If you haven’t already read my previous post about password-based cryptography, you may want to give that one a once-over before you continue.

But we’ve also learned a lot more about bcrypt, its limitations, the various footguns involved with using it in practice, and even some cool shit you can build with it.

In light of a recent discussion about switching WordPress’s password hashing algorithm from PHPass (which is based on MD5) to bcrypt, I feel now is the perfect time to dive into this algorithm and its implications on real-world cryptography.

Understanding Bcrypt in 2024

Bcrypt is a password hashing function, but not a password KDF or general-purpose cryptographic hash function.

If you’re using a sane password storage API, such as PHP’s password API, you don’t even need to think about salting your passwords, securely verifying passwords, or handling weird error conditions. Instead, you only need concern yourself with the “cost” factor, which exponentially increases the runtime of the algorithm.

There’s just one problem: bcrypt silently truncates after 72 characters (or rather, bytes, if you’re pedantic and assume non-ASCII passwords, such as emoji).

Here’s a quick script you can run yourself to test this:

This may sound ludicrous (“who uses 72 character passwords anyway?”) until you see security advisories like this recent one from Okta.

The Bcrypt algorithm was used to generate the cache key where we hash a combined string of userId + username + password. Under a specific set of conditions, listed below, this could allow users to authenticate by providing the username with the stored cache key of a previous successful authentication.

(…)

• The username is 52 characters or longer

The other thing to consider is that many people use passphrases, such as those generated from Diceware, which produce longer strings with less entropy per character.

If you use bcrypt as-is, you will inevitably run into this truncation at some point.

“Let’s pre-hash passwords!”

In response to this limitation, many developers will suggest pre-hashing the password with a general purpose cryptographic hash function, such as SHA-256.

And so, in pursuit of a way to avoid one footgun, developers introduced two more.

Truncation on NUL Bytes

If you use the raw binary output of a hash function as your password hash, be aware that bcrypt will truncate on NUL (0x00) bytes.

With respect to the WordPress issue linked above, the default for PHP’s hashing API is to output hexadecimal characters.

This is a bit wasteful.

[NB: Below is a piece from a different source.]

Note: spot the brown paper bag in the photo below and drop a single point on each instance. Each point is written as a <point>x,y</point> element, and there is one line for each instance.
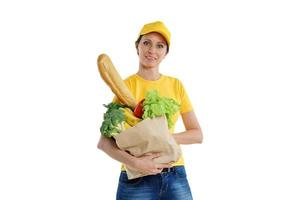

Base64 is preferable, although any isomorphism of the raw hash output that doesn’t include a 0x00 byte is safe from truncation.

Hash Shucking

When a system performs a migration from a cryptographic hash function (e.g., MD5) to bcrypt, they typically choose to re-hash the existing hash with bcrypt.

Because users typically reuse passwords, you can often take the fast, unsalted hashes from another breach and use it as your password dictionary for bcrypt.

If then you succeed in verifying the bcrypt password for a fast hash, you can then plug the fast hash into software like Hashcat, and then crack the actual password at a much faster rate (tens of billions of candidates/second, versus thousands per second).

This technique is called hash shucking (YouTube link).

You can avoid hash shucking by using HMAC with a static key–either universal for all deployments of your software, or unique per application.

It doesn’t really matter which you choose; all you really need from it is domain separation from naked hashes.

I frequently see this referred to as “peppering”, but the term “pepper” isn’t rigidly defined anywhere.

One benefit of using a per-application HMAC secret does make your hashes harder to crack if you don’t know this secret.

For balance, one downside is that your hashes are no longer portable across applications without managing this static key.

Disarming Bcrypt’s Footguns

Altogether, it’s quite straightforward to avoid bcrypt’s footguns, as I had recommended to WordPress last week.

Easy, straightforward, and uncontroversial. Right?

Objections to Bcrypt Disarmament

The linked discussion was tedious, so I will briefly describe the objections raised to my suggestion.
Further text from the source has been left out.